HMGB1 prodcution in the body is heterogenous- it is not produced in the same concentration in every tissue of the body. There is an unusually high amount of it present within joints where arthritis occurs.
The experiments went like this... researchers at the University of Pittsburgh, the Karolinska Institute in Sweden, and Duke stimulated mouse and human immune system cells to make HMGB1, then treated the cells with gold. They found that the gold blocked release of HMGB1 from the nucleus. Theoretically, that should lessen the amount of HMGB1 available to promote an inflammatory response.
Pisetsky feels that gold works by interfering with the action of interferon beta and nitric oxide. These two substances help control the release of HMGB1.
(The study will appear in the January, 2008 issue of the Journal of Leukocyte Biology, but will be available ahead of print on the journal's website. Co-authors of the study include lead investigators Weiwen Jiang, from Duke University, and Cecilia Zetterstrom, from the Karolinska Institute; Heidi Wahamaa, Therese Ostberg, Ann-Charlotte Aveberger, Hanna Schierback and Ufl Anderson from the Karolinska Institute; Helena Erlandersson Harris, senior co-author, from the Medicine and Rheumatology Unit of the Karolinksa University Hospital and Michael Lotze, from the University of Pittsburgh.)
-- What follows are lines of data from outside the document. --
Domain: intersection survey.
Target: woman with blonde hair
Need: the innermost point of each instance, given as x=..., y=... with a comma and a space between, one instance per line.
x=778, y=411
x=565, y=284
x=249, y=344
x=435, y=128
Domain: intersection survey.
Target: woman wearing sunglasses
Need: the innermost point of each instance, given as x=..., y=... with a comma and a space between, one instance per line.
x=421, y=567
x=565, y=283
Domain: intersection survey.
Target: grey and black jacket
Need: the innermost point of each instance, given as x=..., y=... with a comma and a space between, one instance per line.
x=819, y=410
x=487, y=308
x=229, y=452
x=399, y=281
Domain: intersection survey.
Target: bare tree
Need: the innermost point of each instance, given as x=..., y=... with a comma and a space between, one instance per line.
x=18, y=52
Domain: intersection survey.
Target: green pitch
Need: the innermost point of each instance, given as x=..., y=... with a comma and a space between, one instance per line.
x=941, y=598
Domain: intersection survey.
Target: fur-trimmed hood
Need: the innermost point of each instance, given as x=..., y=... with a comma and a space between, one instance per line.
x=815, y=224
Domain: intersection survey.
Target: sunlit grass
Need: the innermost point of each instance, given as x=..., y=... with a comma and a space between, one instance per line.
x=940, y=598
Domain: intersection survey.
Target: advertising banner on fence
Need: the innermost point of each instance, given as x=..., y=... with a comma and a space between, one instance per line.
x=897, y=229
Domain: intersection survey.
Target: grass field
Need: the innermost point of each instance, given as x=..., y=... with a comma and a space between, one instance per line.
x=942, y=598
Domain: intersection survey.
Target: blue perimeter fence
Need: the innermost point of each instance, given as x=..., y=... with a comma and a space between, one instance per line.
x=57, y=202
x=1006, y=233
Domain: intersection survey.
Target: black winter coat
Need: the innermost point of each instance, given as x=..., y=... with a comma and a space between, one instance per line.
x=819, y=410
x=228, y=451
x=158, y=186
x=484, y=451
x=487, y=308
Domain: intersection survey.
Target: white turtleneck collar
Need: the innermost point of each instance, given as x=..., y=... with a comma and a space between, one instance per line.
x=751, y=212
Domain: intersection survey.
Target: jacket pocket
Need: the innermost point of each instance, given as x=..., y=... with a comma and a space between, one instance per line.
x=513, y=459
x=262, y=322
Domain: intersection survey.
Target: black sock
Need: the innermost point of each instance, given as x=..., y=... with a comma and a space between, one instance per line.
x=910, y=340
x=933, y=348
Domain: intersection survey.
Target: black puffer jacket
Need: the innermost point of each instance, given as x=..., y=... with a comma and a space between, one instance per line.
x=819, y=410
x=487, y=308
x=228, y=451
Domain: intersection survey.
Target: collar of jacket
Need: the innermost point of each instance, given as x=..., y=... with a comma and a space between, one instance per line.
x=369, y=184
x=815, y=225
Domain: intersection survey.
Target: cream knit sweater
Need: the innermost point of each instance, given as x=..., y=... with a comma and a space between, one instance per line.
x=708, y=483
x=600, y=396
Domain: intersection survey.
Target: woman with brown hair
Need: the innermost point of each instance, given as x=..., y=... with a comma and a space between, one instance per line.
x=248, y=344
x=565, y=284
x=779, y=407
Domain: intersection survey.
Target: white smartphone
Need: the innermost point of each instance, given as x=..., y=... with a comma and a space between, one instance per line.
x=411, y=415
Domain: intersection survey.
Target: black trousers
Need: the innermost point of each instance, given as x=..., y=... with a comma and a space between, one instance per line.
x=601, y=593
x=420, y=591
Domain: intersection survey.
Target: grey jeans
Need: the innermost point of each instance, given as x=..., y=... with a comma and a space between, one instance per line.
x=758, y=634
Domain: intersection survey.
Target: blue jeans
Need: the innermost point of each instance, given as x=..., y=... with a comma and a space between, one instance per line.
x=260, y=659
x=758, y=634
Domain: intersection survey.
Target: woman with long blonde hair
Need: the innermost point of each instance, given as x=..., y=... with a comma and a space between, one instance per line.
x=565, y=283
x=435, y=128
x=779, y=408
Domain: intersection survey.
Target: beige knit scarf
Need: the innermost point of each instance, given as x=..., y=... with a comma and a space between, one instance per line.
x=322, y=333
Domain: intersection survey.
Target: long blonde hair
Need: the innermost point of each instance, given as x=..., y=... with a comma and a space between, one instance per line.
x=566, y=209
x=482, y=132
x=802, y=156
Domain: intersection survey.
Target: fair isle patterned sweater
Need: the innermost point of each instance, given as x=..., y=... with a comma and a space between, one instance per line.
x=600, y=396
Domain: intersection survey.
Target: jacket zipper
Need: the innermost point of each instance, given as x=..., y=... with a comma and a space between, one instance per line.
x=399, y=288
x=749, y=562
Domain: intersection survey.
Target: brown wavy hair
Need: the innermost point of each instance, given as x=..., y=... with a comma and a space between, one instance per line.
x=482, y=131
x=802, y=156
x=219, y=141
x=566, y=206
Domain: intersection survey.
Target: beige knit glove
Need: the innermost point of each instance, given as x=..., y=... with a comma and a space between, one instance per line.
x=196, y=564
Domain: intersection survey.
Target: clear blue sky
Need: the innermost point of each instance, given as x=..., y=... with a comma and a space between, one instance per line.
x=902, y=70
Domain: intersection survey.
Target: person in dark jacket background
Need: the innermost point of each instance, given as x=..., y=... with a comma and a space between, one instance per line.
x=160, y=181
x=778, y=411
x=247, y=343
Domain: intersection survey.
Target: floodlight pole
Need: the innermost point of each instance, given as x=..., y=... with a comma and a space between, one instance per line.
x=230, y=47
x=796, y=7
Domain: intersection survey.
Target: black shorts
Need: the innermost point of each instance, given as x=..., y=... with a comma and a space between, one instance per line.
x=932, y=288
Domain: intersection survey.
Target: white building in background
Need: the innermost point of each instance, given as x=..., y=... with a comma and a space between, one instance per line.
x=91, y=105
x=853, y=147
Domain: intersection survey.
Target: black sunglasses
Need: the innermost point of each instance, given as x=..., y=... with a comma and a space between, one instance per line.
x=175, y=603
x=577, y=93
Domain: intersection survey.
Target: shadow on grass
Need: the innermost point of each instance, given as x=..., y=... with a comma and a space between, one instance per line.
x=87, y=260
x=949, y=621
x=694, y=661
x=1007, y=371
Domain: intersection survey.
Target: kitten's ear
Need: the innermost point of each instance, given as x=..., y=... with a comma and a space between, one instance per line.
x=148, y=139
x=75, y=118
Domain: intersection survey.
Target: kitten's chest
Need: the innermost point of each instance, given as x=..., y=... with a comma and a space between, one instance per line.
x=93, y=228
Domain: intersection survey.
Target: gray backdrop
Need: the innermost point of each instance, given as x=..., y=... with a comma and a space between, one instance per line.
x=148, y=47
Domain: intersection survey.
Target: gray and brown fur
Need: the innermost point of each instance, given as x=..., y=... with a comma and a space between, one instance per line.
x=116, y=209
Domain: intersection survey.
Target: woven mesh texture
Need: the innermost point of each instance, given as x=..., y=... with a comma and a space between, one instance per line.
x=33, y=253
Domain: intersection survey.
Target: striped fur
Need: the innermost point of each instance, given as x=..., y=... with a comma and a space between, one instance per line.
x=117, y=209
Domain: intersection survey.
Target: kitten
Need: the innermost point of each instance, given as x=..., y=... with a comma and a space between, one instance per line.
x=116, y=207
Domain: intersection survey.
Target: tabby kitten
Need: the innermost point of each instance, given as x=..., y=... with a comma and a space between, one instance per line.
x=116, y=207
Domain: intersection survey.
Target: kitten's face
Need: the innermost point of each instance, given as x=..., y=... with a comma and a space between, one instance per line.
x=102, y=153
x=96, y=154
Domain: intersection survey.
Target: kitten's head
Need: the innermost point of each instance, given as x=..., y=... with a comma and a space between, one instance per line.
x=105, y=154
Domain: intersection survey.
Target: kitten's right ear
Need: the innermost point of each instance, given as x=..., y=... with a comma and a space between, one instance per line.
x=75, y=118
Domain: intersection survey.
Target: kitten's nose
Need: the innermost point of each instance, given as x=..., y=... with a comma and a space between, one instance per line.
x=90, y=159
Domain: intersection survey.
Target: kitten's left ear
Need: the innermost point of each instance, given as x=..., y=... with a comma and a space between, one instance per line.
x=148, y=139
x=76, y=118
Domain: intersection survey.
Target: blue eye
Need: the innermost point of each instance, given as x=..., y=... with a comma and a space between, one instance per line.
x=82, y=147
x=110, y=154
This description about how gold may work is fascinating to an arthritis specialist who started practice in 1981. At that time we had hydroxychloroquine, gold, and d-penicillamine. None of these treatments was ideal and both gold and d-penicillamine were very toxic. Our treatment options have increased greatly and we are now able to get many patients with RA into remission. However, we still have a ways to go. Research into the mechanisms of disease will help us find better therapies in the future. It may be that some of the older therapies like gold- if we can develop drugs that have the good effects… without the bad, may be very useful.